This is why I have broken down for you easy to digest managing money tips.

Disclosure: Some of the links in this post are ‘affiliate links’. This means if you click on the link and purchase the item, I will receive an affiliate commission.

Tip #1 How to read your credit report 

managing money tip is to keep an eye on your credit score

Being a freelancer doesn’t mean that you can simply ignore your credit score. You should always keep an eye on the credit score as it can contribute a lot to your quality of life. Maintaining a good credit score can even help you to take your career as a freelancer to the next level and start your own business as an entrepreneur. 

It is a good idea to check your credit score on a daily basis and see if you are doing well with it. That’s where you will need to have a clear understanding of how to read your credit report in your efforts to managing money.

What is a credit report?

A credit report is a comprehensive report that shares all details related to your credit history. Therefore, it is essential that you’re managing money well to keep a good impression for lenders.

It is possible for the potential lenders to take a look at your credit report and understand the risk associated with lending money to you. You can discover lots of information related to your credit accounts in the credit report.
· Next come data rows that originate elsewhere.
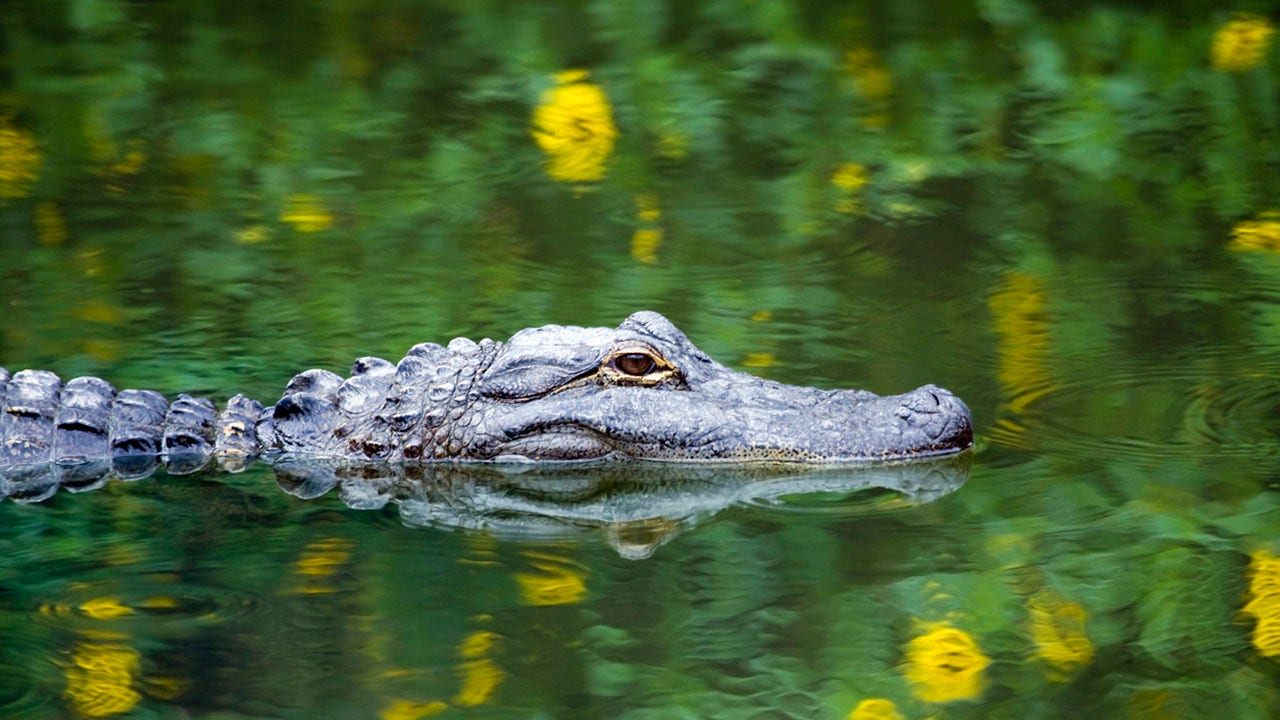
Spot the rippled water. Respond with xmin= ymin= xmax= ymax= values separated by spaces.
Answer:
xmin=0 ymin=0 xmax=1280 ymax=720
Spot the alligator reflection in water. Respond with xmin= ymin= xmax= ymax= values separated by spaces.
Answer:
xmin=0 ymin=452 xmax=970 ymax=559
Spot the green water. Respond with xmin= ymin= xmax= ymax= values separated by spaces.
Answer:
xmin=0 ymin=0 xmax=1280 ymax=720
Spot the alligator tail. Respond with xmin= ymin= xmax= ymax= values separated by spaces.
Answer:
xmin=0 ymin=368 xmax=262 ymax=477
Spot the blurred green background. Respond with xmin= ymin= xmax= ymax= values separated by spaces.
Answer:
xmin=0 ymin=0 xmax=1280 ymax=720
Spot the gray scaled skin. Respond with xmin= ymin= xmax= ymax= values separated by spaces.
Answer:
xmin=0 ymin=311 xmax=973 ymax=468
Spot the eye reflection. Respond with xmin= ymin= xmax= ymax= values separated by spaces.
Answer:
xmin=613 ymin=352 xmax=658 ymax=377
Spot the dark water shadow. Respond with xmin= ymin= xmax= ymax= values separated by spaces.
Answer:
xmin=0 ymin=452 xmax=972 ymax=559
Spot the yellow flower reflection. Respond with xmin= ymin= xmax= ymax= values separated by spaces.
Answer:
xmin=631 ymin=192 xmax=662 ymax=264
xmin=516 ymin=552 xmax=586 ymax=605
xmin=902 ymin=623 xmax=991 ymax=702
xmin=1244 ymin=550 xmax=1280 ymax=657
xmin=293 ymin=538 xmax=351 ymax=594
xmin=280 ymin=193 xmax=333 ymax=232
xmin=65 ymin=642 xmax=142 ymax=717
xmin=532 ymin=70 xmax=618 ymax=182
xmin=1231 ymin=210 xmax=1280 ymax=252
xmin=1208 ymin=13 xmax=1276 ymax=73
xmin=845 ymin=47 xmax=893 ymax=100
xmin=987 ymin=272 xmax=1053 ymax=439
xmin=831 ymin=163 xmax=870 ymax=215
xmin=453 ymin=630 xmax=506 ymax=707
xmin=36 ymin=200 xmax=67 ymax=247
xmin=1027 ymin=591 xmax=1093 ymax=682
xmin=846 ymin=697 xmax=904 ymax=720
xmin=378 ymin=700 xmax=449 ymax=720
xmin=0 ymin=117 xmax=41 ymax=197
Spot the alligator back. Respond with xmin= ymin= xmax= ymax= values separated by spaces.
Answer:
xmin=0 ymin=368 xmax=262 ymax=474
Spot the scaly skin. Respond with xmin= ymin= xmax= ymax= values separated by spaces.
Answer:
xmin=0 ymin=313 xmax=973 ymax=469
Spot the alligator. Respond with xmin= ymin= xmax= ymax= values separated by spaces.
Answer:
xmin=0 ymin=311 xmax=973 ymax=471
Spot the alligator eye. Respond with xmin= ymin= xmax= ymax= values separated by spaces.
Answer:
xmin=613 ymin=352 xmax=658 ymax=378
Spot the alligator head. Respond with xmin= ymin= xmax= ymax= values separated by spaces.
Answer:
xmin=440 ymin=311 xmax=973 ymax=462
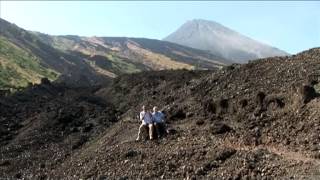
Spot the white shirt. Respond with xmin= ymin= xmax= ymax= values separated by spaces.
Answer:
xmin=140 ymin=111 xmax=153 ymax=124
xmin=152 ymin=111 xmax=164 ymax=123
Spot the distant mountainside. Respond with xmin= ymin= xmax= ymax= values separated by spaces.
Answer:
xmin=0 ymin=19 xmax=231 ymax=89
xmin=163 ymin=19 xmax=288 ymax=63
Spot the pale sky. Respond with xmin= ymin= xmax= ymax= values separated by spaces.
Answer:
xmin=0 ymin=1 xmax=320 ymax=54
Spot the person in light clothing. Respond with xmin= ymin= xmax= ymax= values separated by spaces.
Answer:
xmin=152 ymin=106 xmax=166 ymax=138
xmin=136 ymin=106 xmax=154 ymax=141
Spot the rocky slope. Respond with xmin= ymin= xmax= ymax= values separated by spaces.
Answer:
xmin=0 ymin=19 xmax=230 ymax=89
xmin=0 ymin=48 xmax=320 ymax=179
xmin=164 ymin=19 xmax=288 ymax=63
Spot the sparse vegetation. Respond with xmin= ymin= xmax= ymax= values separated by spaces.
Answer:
xmin=0 ymin=36 xmax=58 ymax=89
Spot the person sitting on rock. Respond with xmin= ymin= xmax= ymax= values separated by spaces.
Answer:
xmin=136 ymin=106 xmax=154 ymax=141
xmin=152 ymin=106 xmax=167 ymax=138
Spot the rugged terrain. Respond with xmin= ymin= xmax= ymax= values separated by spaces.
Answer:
xmin=0 ymin=19 xmax=230 ymax=90
xmin=0 ymin=48 xmax=320 ymax=179
xmin=164 ymin=19 xmax=288 ymax=63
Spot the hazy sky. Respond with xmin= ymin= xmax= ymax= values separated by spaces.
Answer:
xmin=0 ymin=1 xmax=320 ymax=53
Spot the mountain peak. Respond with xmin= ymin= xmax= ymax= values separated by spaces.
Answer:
xmin=164 ymin=19 xmax=288 ymax=63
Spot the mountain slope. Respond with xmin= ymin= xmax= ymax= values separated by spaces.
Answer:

They include:

  • Dates where you opened credit accounts.
  • Outstanding balance in each credit account.
  • Payment history
  • Total loan amounts and credit limits
  • Tax liens or bankruptcy-related information
  • Your personal information, such as name, SSN, and address

How do you read a credit report?

You will be able to get a free copy of your credit report every year. If you’re serious about managing money, then you need to start making this a habit to look at your credit report every year.

To gain a copy of your credit report, you should get in touch with one of the three credit reporting agencies. Once you get the credit report, you will get confused with all information available on it.  

3 prominent sections are available in a credit report. While trying to learn how to read your credit report, you will need to have a complete understanding of those three prominent sections.

#1 Your personal information 

You can find all your personal information displayed on the credit report. They include your name, SSN, address, phone number, and date of birth.

#2 Credit history 

You can get a complete overview of your credit history by referring to the credit report. You can discover information related to all the open credit accounts as well as paid credit accounts.

Paid credit accounts including

  • Personal loans
  • Mortgage loans
  • Credit cards
  • Other types of borrowing

Then you can find a quick overview of all the total loan amounts you have. You can also find information related to accounts shared with other people on the credit report.

Late payment-related information is available on the credit report as well. On the other hand, you can discover details about accounts that are sent to collections.

#3 Public records 

In your credit report, you can find details related to the public records. This includes judgments, tax liens, and bankruptcy-related information. These details are obtained from public records. They will last for a duration of 7 to 10 years on the credit report.

Check your credit score with ClearScore.

Does viewing your credit report lower your score?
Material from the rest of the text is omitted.